奨励賞(学術部門)

二相系オルガノソルブ処理による木質・草本系バイオマスの成分分離と触媒変換

 

吉川 琢也 殿(帯広畜産大学環境農学研究部門 准教授)

 吉川氏は,木質・草本系バイオマスを対象に,ユニークな二相系溶媒による成分分離技術を開発し,さらに本技術で得られる各構成成分の触媒変換において優れた業績を挙げた。
 持続可能な社会への移行に向けて,再生可能で賦存量の豊富な炭素資源である木質・草本系バイオマスの利活用が求められており,それには構成成分(リグニン,へミセルロース,セルロース)の成分分離が不可欠である。吉川氏は,構成成分に不要な化学的変性を与えない温和な成分分離法として,水-ブタノール二相系溶媒を使った方法を開発した。本法では,可溶化リグニンをブタノール相に順次抽出しながら,へミセルロース由来糖を水相へ可溶させ,セルロースは固形分として分離・回収される。可溶化リグニンの抽出過程の律速段階を反応工学的に明らかにするとともに,既往の水-エタノール均一系溶媒よりも,リグニンとへミセルロースの両方の可溶化率を高められることを実証し,溶解度パラメーターの解析によってこれを裏付けた。
 吉川氏は,酸化鉄系触媒を用いた水素の外部供給を必要としない反応プロセスによる可溶化リグニンからのフェノール類の高収率回収を達成した。また,この反応プロセスの課題であった多様なフェノール類の生成を,ゼオライト触媒を用いたトランスアルキル化との組み合わせによって解決した。さらに,シンプルな溶剤分画プロセスの開発と軽質リグニンの防腐剤としての利用,可溶化リグニンの特性を生かした水系バイオプロセスとの連携による芳香族モノマーへの集約を行い,リグニンの用途開発を大きく進展させた。
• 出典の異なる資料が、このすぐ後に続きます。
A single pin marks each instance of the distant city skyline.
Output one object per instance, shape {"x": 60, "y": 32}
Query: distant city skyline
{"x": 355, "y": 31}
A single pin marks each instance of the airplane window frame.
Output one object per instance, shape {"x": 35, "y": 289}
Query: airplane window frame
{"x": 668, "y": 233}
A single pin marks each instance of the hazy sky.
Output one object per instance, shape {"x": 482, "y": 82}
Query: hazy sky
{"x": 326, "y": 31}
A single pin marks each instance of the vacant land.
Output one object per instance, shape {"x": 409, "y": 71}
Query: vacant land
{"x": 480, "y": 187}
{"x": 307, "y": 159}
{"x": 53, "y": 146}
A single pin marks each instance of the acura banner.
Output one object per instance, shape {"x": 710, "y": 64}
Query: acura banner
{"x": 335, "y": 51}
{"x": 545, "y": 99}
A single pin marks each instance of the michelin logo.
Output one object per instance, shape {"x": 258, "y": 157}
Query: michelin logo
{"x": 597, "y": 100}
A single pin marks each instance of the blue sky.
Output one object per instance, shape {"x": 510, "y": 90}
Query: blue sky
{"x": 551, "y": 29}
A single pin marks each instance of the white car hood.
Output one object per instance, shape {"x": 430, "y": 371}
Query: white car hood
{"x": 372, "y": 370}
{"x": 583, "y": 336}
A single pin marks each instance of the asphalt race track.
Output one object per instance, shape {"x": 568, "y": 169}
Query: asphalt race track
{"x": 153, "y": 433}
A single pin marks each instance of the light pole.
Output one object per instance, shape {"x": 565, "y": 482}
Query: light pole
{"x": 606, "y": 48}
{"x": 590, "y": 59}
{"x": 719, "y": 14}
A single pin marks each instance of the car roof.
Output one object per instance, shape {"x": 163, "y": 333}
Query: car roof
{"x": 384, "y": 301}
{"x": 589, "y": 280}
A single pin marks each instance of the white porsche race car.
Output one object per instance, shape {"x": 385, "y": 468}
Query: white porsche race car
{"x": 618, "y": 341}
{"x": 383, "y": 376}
吉川氏はリグニンに加えて,セルロース・へミセルロース由来成分の化学品への触媒変換や,セルロースの特異な繊維配列をそのまま生かした樹脂複合材の開発においても大きな成果を挙げた。
 以上の研究成果は,木質・草本系バイオマスの高度利用につながり,石油化学工業への再生可能原料の供給に大いに寄与しうるものである。よって,本会表彰規程第12条1項に該当するものと認められる。